The first thing i want  to share with you is the frustration that comes with selecting your shots after the shoot. I’m not going to lie, that’s something that nobody thinks about (at least I didn’t) when you’re on the field being trigger happy. At the end of the shoot i had about 467 shots (i know, i know, crazy!) when you look at it on the Camera’s LCD you’re like omg this is so cool! (not) Then you get home and you’re like “Sh*t! Now what”.

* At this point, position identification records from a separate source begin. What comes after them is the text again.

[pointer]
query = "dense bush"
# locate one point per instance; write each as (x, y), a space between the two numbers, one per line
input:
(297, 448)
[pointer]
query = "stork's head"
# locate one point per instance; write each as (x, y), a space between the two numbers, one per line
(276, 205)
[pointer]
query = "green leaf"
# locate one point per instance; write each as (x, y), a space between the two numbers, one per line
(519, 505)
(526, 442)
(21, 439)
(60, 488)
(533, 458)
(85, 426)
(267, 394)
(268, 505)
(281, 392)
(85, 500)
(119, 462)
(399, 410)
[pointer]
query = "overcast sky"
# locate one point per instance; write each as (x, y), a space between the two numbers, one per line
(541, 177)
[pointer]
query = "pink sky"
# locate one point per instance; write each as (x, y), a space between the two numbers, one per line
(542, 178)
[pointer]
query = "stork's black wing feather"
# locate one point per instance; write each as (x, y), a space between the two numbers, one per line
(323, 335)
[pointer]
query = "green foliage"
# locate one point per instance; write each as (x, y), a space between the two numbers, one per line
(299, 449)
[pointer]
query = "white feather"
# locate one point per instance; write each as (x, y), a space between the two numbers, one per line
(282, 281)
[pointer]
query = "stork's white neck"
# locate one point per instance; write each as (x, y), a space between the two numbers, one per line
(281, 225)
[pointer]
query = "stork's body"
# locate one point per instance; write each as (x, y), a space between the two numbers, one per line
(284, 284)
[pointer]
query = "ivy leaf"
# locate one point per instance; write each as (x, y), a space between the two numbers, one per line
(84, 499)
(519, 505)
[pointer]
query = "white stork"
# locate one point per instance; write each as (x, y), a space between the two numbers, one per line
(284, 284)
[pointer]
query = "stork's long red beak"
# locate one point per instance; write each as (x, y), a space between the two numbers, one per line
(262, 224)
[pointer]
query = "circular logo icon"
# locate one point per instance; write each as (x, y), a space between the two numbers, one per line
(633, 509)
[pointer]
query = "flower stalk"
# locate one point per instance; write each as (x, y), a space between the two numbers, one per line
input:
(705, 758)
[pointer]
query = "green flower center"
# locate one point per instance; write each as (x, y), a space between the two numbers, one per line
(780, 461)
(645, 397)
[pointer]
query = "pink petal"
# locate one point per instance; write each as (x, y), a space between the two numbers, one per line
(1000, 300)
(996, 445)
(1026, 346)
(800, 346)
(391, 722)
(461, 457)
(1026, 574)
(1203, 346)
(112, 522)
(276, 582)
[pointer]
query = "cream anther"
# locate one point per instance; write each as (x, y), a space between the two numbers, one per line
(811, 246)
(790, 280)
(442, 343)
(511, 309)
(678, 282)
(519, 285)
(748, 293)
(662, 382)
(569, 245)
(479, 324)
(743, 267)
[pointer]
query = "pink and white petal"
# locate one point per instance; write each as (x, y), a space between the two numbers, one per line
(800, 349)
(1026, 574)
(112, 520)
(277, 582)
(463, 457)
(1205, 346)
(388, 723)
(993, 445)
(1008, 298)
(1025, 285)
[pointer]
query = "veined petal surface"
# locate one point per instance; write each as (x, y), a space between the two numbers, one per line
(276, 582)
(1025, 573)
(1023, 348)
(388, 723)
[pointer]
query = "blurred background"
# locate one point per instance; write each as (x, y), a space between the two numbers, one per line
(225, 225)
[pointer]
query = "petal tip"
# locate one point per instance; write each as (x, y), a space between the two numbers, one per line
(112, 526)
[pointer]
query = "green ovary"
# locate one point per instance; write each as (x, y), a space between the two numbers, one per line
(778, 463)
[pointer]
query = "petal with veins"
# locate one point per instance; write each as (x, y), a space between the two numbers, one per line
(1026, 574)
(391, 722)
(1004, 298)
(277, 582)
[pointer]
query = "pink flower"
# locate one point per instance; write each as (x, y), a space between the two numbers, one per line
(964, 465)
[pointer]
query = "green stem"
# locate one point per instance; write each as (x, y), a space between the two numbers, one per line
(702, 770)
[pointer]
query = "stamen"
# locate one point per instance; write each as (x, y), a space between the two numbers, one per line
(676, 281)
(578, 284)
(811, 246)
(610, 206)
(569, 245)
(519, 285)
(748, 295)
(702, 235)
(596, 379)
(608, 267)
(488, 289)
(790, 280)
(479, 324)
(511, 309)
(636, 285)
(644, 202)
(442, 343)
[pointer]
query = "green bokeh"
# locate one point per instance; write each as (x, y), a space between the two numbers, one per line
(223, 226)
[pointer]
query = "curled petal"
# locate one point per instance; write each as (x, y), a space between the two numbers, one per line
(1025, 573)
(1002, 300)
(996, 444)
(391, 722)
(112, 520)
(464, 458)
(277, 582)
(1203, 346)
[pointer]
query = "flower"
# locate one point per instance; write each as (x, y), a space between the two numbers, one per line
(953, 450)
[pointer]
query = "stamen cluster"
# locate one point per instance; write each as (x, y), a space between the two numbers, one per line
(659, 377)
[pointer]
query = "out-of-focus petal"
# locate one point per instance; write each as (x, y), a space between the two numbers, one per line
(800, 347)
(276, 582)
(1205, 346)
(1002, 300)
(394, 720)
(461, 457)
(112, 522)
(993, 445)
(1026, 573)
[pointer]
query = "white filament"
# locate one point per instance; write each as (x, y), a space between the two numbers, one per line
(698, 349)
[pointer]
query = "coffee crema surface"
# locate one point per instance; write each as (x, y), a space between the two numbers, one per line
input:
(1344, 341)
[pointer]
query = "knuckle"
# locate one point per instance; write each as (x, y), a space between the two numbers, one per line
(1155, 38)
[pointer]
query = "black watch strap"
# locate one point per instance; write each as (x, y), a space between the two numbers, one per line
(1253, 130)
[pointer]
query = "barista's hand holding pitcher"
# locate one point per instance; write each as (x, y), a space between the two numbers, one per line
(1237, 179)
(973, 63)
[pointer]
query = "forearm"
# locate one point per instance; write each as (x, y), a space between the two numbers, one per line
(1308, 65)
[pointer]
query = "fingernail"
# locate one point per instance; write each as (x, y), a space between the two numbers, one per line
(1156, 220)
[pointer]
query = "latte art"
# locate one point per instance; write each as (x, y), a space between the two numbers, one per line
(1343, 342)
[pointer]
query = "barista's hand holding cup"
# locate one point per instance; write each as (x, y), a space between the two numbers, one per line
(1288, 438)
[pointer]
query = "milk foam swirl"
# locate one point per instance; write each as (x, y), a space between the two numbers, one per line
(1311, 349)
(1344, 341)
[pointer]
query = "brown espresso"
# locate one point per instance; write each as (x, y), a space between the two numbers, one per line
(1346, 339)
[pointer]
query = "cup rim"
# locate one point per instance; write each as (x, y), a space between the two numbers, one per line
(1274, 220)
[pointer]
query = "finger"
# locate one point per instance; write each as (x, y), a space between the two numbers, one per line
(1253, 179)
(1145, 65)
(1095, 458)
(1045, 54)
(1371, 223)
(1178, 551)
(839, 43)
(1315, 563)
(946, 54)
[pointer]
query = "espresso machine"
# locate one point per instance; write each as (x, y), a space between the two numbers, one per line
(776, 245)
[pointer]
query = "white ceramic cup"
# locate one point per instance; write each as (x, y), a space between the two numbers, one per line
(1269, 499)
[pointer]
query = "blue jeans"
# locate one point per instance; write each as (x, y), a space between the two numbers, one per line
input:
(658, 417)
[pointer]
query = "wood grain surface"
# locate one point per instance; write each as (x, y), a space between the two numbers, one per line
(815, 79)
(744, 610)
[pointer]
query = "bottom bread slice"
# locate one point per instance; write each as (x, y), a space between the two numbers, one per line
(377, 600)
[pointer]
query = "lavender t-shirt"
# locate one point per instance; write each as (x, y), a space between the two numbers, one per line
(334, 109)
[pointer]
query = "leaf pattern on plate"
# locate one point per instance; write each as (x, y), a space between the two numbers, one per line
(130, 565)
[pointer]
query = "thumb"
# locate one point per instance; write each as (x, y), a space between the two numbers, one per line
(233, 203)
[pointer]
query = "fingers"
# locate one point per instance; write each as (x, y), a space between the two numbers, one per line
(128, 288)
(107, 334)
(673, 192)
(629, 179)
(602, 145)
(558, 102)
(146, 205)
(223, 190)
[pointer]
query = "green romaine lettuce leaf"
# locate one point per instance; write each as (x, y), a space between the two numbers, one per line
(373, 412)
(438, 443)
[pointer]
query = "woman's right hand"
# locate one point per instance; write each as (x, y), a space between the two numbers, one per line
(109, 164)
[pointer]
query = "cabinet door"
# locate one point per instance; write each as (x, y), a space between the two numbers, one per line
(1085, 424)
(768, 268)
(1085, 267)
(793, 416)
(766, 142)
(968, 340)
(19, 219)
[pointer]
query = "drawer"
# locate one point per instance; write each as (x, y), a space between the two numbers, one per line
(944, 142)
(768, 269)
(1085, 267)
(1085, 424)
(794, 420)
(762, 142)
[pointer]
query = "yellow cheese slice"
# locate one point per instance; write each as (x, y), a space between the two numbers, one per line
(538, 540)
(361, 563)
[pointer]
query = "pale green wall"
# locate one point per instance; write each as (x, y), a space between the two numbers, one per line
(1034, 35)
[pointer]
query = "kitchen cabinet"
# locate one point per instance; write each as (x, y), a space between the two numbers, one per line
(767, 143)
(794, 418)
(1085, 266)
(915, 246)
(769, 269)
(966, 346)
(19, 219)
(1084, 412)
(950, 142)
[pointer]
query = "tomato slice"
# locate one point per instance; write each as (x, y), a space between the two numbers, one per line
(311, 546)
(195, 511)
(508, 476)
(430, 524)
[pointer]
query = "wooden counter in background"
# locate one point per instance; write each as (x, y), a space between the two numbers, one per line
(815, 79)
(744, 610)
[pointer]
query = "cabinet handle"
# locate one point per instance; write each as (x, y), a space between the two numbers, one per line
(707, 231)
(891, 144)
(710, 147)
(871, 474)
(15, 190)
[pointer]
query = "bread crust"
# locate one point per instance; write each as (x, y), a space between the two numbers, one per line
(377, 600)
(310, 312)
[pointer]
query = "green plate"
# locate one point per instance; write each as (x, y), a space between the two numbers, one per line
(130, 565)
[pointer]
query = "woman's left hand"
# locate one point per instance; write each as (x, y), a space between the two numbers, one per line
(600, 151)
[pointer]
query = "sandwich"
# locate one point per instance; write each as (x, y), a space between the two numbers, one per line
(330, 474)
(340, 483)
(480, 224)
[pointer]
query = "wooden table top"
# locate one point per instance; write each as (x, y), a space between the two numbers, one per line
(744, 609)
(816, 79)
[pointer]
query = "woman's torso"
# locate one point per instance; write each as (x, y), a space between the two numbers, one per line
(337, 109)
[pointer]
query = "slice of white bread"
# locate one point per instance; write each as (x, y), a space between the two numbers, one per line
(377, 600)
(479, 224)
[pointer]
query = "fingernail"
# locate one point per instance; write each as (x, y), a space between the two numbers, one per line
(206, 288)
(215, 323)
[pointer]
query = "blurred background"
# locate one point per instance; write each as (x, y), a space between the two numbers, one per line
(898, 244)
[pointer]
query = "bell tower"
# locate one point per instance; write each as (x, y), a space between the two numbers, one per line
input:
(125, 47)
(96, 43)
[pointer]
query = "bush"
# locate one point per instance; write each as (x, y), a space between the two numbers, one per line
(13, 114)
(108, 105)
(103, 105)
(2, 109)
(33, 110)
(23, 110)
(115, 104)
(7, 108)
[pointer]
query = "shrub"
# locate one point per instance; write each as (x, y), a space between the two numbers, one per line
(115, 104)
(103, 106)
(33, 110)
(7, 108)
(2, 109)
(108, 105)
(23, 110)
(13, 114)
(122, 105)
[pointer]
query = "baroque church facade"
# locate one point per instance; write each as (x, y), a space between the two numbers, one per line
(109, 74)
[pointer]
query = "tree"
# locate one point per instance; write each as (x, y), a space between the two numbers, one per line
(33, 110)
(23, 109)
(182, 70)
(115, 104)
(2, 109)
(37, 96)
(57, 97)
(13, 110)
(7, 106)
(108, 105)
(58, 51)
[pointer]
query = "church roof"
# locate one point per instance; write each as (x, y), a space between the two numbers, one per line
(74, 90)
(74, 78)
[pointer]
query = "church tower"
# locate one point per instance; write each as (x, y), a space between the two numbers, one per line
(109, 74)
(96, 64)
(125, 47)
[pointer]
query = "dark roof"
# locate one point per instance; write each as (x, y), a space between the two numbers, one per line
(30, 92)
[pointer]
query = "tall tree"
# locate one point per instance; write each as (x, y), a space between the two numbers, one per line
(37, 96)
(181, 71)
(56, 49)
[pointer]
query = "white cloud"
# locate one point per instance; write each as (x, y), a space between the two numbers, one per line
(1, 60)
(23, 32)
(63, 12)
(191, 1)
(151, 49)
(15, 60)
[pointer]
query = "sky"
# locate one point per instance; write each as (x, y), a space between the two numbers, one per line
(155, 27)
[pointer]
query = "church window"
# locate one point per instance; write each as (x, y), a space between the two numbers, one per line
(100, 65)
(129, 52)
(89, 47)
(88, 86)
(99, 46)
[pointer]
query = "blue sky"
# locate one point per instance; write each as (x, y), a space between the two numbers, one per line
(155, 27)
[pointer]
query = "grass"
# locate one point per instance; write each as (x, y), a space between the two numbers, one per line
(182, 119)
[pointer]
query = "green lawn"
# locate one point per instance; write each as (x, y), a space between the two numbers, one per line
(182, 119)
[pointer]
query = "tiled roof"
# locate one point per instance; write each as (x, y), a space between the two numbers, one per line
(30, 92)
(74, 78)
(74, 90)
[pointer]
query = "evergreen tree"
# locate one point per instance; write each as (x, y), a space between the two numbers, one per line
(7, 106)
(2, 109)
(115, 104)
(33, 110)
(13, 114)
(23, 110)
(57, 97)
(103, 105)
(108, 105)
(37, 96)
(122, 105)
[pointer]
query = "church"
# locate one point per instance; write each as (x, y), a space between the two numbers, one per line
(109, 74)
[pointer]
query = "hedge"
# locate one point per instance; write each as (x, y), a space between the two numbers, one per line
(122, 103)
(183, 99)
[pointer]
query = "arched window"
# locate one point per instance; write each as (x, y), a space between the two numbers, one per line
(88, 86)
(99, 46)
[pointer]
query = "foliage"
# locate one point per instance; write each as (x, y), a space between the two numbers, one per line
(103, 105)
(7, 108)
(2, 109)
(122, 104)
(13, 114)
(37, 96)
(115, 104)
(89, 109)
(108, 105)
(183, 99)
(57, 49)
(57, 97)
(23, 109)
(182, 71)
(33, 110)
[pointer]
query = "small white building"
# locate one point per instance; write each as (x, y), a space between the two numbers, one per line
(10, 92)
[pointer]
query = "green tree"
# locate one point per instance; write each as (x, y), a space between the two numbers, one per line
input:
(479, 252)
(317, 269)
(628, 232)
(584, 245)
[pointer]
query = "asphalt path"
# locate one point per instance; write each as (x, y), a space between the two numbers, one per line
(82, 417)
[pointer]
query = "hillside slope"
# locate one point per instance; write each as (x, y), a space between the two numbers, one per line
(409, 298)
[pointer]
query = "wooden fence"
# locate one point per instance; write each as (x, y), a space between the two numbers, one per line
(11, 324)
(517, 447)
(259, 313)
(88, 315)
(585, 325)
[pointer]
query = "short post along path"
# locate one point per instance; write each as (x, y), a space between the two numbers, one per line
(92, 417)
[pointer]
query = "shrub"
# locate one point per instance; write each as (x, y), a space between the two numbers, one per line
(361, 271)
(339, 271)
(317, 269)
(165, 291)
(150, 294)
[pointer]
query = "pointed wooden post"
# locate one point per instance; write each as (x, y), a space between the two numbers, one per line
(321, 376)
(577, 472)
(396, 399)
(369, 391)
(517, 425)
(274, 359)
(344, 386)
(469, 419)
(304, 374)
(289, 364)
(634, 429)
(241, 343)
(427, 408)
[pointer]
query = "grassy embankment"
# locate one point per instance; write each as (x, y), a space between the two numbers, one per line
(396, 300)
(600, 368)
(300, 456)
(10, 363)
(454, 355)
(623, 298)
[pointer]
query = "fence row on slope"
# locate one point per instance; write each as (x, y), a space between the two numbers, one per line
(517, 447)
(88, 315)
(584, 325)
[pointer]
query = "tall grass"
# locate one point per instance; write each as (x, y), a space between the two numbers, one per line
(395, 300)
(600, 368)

Well… Now you have to curate those pictures. From looking around the blogosphere and talking to some friends in the business, i came to the conclusion that you want to have a solid 10 shots (if you’re generous) from the same collection, but most are happy with 6. And when you reach superstardom my guess is that 3 shots is more than enough (kinda like in advertising a good campaign has 3 execution…same concept)

After talking with the models, and some friends i narrowed it down to 20. Far from the 10 recommended, but i took in consideration that there were two models involved, and each would probably liked to have her own set (of 10…makes sense right?) After curating the pictures came the most important (read frustrating) part of the whole deal: Grading.

Color grading is in my opinion the most tedious, extensive, time consuming, frustrating, boring, yet exciting, gratifying, and cool part of the process. (that was long, nothing in comparison to the 3 hrs spent on each picture) I have a new found (read confirmed) respect for graders across all media platform (kudos to you all). Now remember that I got on this side of photography to better understand composition, and grading techniques that i will then transfer back to my one true love: Video.

grading was painful, but needed on this shoot. Everything was just too flat when we started:

(This is the before picture from the headline shot above)

Flat image from the headline

The lights where too sharp, the colors where nice, but (to me) there was no magic here. The pose was good, the expressions too. But to me, it needed a little kick. (that’s what grading is for, to add that little hmmph *not good at typing sound effects*)

I had a hard time deciding which style to go for, remember in the previous post i was hesitating between a couple of them. Then a friend (thanks love) said something during post production: “this is a climax shot” (thinking about trademarking it) She was absolutely right. Climax shots needed a different treatment than the rest of the shots. So i did, i’m happy, they’re happy… now cue in jingle bell! Now go back up and try and figure out which ones are climax shots. (maybe i should have posted all the pictures…nah)

Overall it was good times, great models, good camera, ( i know the 7D would have, could have done a better job, but hey the power is in the photographer, not the camera). In the next post i will give grading tips and tutorial, a friends asked me last night how i did my grading. We briefly talked about it, but i feel like i can do more than just talk about, and be about it! (lol, it’s a line from a movie…don’t ask) Anyway so yeah, maybe next week i will have a tutorial up (maybe a video tutorial) to help fellow newbies on color grading.

My last word of advice for people interested in this side of photography (fashion): hang out with painters, sculptors, graphic designers, and advertising geeks. You’ll be surprise on how much you can learn about poses, colors, and most importantly storytelling.